Raounak: The SDL is an architecture, a mindset, and a collaborative effort. It is bringing security-minded people together through data sharing. It is not limited to the tools which support it. It is more about the governance model which allows teams to easily access security data ensuring prompt remediation of security issues. The offering allows dashboarding and data warehouse integration for the respective teams to analyze the data sets, per their various needs.
What is the current situation that led to the need for the SDL?
Proctor: Many OIT programs and services, as well as CMS Centers & Offices, require specific security data around System Authorizations, Plans of Actions & Milestones (POA&Ms), Vulnerabilities, assets, incident response, Software Bill of Materials (SBOMs), and the list goes on. Currently this data is siloed in many areas requiring multiple integrations to get what data people need.
What value does the SDL add?
Raounak: The current state costs CMS in terms of data storage and hours spent on Extraction Transformation Loading (ETL) engineering. With the Security Data Lake, all security stakeholders will get access to one source of truth, reducing toil and tools fatigue.

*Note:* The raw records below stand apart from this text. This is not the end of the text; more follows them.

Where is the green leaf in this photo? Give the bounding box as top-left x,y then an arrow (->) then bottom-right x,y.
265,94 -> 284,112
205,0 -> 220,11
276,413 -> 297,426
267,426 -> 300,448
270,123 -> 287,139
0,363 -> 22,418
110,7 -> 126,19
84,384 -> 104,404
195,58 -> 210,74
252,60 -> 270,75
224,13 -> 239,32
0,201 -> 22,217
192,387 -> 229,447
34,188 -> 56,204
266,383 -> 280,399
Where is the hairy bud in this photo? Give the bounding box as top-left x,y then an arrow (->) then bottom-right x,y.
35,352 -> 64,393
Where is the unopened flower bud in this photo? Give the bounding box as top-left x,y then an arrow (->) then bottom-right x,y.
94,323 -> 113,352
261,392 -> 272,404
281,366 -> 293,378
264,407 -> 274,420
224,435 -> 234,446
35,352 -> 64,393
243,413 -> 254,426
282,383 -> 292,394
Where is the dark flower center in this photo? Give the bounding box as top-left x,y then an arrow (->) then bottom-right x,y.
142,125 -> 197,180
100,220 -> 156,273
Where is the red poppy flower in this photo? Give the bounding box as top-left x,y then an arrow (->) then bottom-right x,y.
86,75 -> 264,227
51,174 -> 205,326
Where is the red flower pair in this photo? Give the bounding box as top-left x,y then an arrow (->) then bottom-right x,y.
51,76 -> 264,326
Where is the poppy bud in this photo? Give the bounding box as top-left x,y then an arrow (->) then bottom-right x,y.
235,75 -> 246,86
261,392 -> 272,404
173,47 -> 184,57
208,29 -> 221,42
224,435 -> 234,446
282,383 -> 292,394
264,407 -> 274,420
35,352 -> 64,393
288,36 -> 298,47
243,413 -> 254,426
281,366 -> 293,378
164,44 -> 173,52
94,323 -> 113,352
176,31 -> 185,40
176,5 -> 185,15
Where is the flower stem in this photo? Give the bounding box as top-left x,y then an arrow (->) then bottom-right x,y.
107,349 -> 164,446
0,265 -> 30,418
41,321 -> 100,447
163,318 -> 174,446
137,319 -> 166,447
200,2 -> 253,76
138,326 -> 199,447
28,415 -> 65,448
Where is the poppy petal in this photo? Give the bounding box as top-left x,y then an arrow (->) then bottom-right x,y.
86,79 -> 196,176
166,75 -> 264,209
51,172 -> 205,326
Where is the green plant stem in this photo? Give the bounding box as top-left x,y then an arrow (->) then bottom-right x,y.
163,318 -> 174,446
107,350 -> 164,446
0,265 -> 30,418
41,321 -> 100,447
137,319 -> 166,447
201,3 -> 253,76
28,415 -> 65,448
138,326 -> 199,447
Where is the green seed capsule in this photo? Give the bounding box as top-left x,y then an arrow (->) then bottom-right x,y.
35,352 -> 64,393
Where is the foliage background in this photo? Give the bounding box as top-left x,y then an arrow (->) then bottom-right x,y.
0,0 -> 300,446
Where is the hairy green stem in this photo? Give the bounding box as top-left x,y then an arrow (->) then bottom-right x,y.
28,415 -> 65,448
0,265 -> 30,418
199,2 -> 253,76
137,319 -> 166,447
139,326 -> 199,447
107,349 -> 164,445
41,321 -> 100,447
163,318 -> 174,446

We heard our partners mention those concerns were some of their top priorities, and as such, we made it a priority to reduce friction between the Security Group and the partners it serves.
Proctor: Our stakeholders and partners will be able to integrate with the SDL to obtain the data when they need it as they need it, versus having to go and search for it, recreate that data on their side, or have complex integrations. This also opens more development opportunities for our partners. We must know so much about our systems and data, such as who's accessing it and what we are connected to. The data lake will allow us to be proactive rather than reactive. We will be able to understand holistically what's going on with our systems and what is the risk across the entire cyber ecosystem rather than having to go in separate places and try and put a picture together.